Columbia University		New York, N.Y.  10027
Office of Public Information	(212) 854-5573
Fred Knubel, Director
For Use upon receipt, October 31, 1995

" `The Tall Swift Shadow of a Ship at Night': Stephen and Cora Crane," an exhibition of manuscripts, photographs and memorabilia to mark the centennial of The Red Badge of Courage.

Rare Book and Manuscript Library, Butler Library, Columbia University at Broadway and 116th Street. Free admission.

Nov. 2 - Feb, 16, 1996, Mon., 12-7:45 P.M., Tues.-Fri., 9 A.M.-4:45 P.M. (Closed Nov. 7, 20-24; Dec. 25, 26; Jan. 1, 2). Call to confirm hours: (212) 854-5153.

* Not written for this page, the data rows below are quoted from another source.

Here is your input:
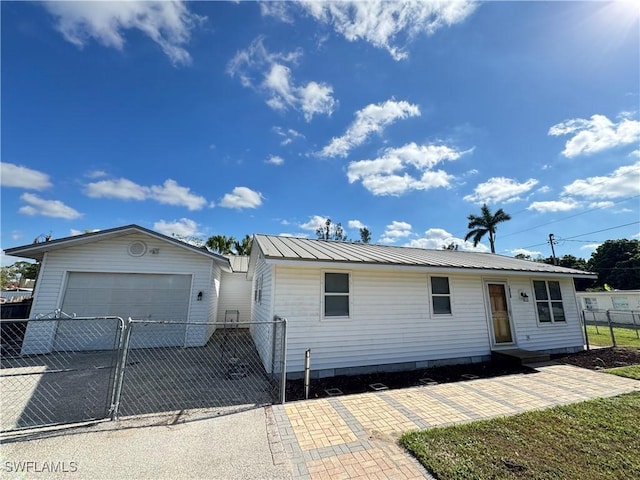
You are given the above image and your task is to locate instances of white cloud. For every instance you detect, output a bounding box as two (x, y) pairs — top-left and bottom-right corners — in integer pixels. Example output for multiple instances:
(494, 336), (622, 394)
(18, 193), (82, 220)
(0, 162), (51, 190)
(84, 174), (207, 210)
(227, 37), (337, 122)
(43, 0), (205, 65)
(69, 228), (100, 237)
(219, 187), (262, 210)
(527, 198), (581, 213)
(347, 220), (367, 230)
(347, 143), (471, 196)
(292, 0), (477, 60)
(264, 155), (284, 165)
(318, 100), (420, 157)
(299, 215), (328, 232)
(84, 170), (108, 178)
(405, 228), (490, 253)
(464, 177), (538, 205)
(563, 162), (640, 200)
(153, 218), (201, 237)
(150, 179), (207, 210)
(549, 115), (640, 158)
(380, 220), (412, 243)
(84, 178), (149, 200)
(273, 127), (305, 145)
(589, 202), (615, 208)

The life and literary career of novelist Stephen Crane and his unconventional common-law wife, Cora, are chronicled in a new exhibition at Columbia University to celebrate the centennial of The Red Badge of Courage, his classic novel of the Civil War.

The 120 items on view in Columbia's Rare Book and Manuscript Library November 2 through February, 16, 1996, include signed letters from Joseph Conrad, Henry James, H.G.Wells and William Dean Howells, first editions of The Red Badge and Crane's New York slum novel, Maggie, a Girl of the Streets, original manuscripts, scrapbooks, photographs and memorabilia, including Crane's pocket watch. Located in Butler Library on Columbia's campus at Broadway and 116th Street, the exhibition is open to the public Monday from 12 to 7:45 P.M. and Tuesday through Friday from 9 A.M. to 4:45 P.M.; admission is free. Columbia's Crane Collection, among the largest in the nation, consists mainly of materials owned by Cora Crane at her death in 1910.

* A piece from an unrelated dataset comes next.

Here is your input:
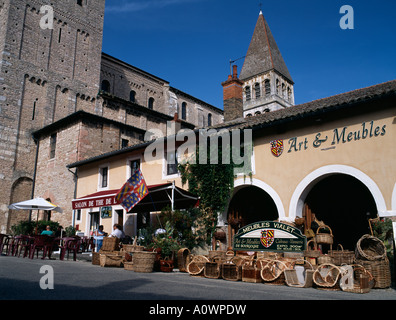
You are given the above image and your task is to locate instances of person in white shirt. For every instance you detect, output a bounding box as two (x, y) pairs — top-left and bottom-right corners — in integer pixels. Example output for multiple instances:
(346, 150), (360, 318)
(110, 224), (125, 239)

Professor Stanley Wertheim of William Paterson College, a leading Crane scholar and collector, will give a gallery talk on Crane at 6 P.M. December 7 in the Rare Book and Manuscript Library. It is open to the public. First editions, signed manuscripts and letters from Professor Wertheim's personal Crane collection will be on display in another exhibition celebrating the Red Badge centennial at the Grolier Club, 47 E. 60th St., November 30 through January 12.

Crane died of tuberculosis in 1900 at age 28, having achieved celebrity four and a half years earlier with the publication of Red Badge. A pioneering realist, he had convincingly portrayed New York City tenement life in Maggie: A Girl of the Streets in 1892 and had written compelling short stories based on his own adventures and on small town life, many of which depict race relations in the North at the turn of the century.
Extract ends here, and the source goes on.